In order to appreciate Selecsoft’s hidden object game, Time Chronicles: The Missing Mona Lisa, you’re going to need to like puzzle games. For some people, hidden object games are monotonous and dumb. For others, like me, they’re awesome.
Who doesn’t enjoy staring at the screen of a virtual room cluttered with misplaced oddities and given a list of random crap to find. What’s that? I need to find a baby chicken? Done. He was hiding behind a yellow couch pillow (sneaky). Oh yeah? You’ve added a timer and now I only have a few minutes to find all the other weird stuff that is in no way applicable to the story of this game? Challenge accepted. However, not everyone enjoys the rush of finding the doughnut box camouflaged perfectly in some mountains quite like I do. So just to clarify, if you don’t like hidden object games then do not play this game.
Leonardo da Vinci’s Mona Lisa has been stolen and you’re the chief investigator assigned with returning it to the museum. The perpetrator, Time Chameleon, has used a “time distorter” to rip up the Mona Lisa and disperse its pieces throughout the globe. You will somehow repair the famous painting by traveling to these locations, finding hidden objects, and piecing back together Mona Lisa’s mug. Unfortunately, my game experienced a serious and devastating crash every time I tried to travel to Japan. After multiple attempts to stop the crashing, I realized I had the only two options: start a new game or reinstall. Neither option allowed me the luxury of catching Time Chameleon. Consequently, I have no idea what happens at the end of Time Chronicles. I’m assuming you catch Time Chameleon but it’s a lot more funny to assume that no, you don’t catch him and the Mona Lisa is lost forever. I’d like to note my name was Chief Investigator HOTDOG because that’s what I said my name was in the tutorial.
When choosing the difficulty for Time Chronicles, I chose normal instead of easy because I’m a hidden object hardass. I raced the timer, found all the objects, and got gold badges for being so fast. If you’re faster then the timer, you can unlock new locations to find new objects. Over time you will unlock more places and find more Mona Lisa pieces. Occasionally you will need to play a minigame that takes you to new parts of the world. I really didn’t understand the point of the minigame and thought they were ridiculously easy. However, the minigames, locations, and diverse objects will keep you from getting bored.

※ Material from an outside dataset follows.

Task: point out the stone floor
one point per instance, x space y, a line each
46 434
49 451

My biggest complaint for Time Chronicles is the finger-to-object recognition. When you’re trying to activate a small, skinny object like a walking cane or sword, it takes multiple touches for the game to register. In addition, I feel some objects really were impossible to see and only accessible with the help of a hint (and even then I’d wonder where the object had actually been). There were a few misspellings or incorrectly labeled items. I spent 10 minutes looking for a “harf” only to realize the list was referring to the giant gold harp right in front of my face. I also spent another 20 minutes looking for a “lion” which turned out to be a stuffed animal TIGER. Another annoyance was if the list mentioned “hot pepper” I would find and hit the hot pepper. No, the game would say that’s not a hot pepper. I’d keep looking… There are multiple hot peppers. I’d spend precious timer time trying to find out which hot pepper the game wanted (“This hot pepper?” “NO, NOT THAT HOT PEPPER.”)
Other than the major glitch which caused my game to repeatedly crash, Time Chronicles functioned well over all. I didn’t experience any other true glitches but I did struggle with some touch recognition. Overall, I thought the game operated okay.
Graphics are what you would expect from a hidden objects game. The objects themselves are flat and sometimes look like someone photoshopped an actual picture into the game The characters are cartoony and the locations sometimes look hand painted. Hidden object games rarely focus on their artistic presentation. This piece of puzzle genre seems more concerned with how the game operates and where they strategically hide “santa car.” That’s right, Santa makes a lot of appearances in this game. Sometimes he is labeled as “santa plane” or some other mobile transportation. Santa bus understands that the demographic playing this game probably aren’t too concerned with the overall graphics.
The music sounds like wind chime electronica. In other words, the music is weird, ominous sounding elevator music. However, I play a lot of hidden object games and I can’t say this isn’t normal or unexpected. All hidden object games have bad music. The remaining sounds for the game like the hint twinkle and minigame sounds are cute and match the overall environment of the game.
I thought Time Chronicles was fun and if it hadn’t crashed I would have spent more time beating it. The problem with recommending a game like this is you really have to appeal to the game’s demographic. If you don’t like hidden object games, if you don’t like timer games, and if you’re not an 80 year old woman on the PC her grandson bought her then don’t play this game. Otherwise, I thought Time Chronicles was an acceptable puzzle game and had enough locations and objects to keep from going stale. It’s available both PC and iPad.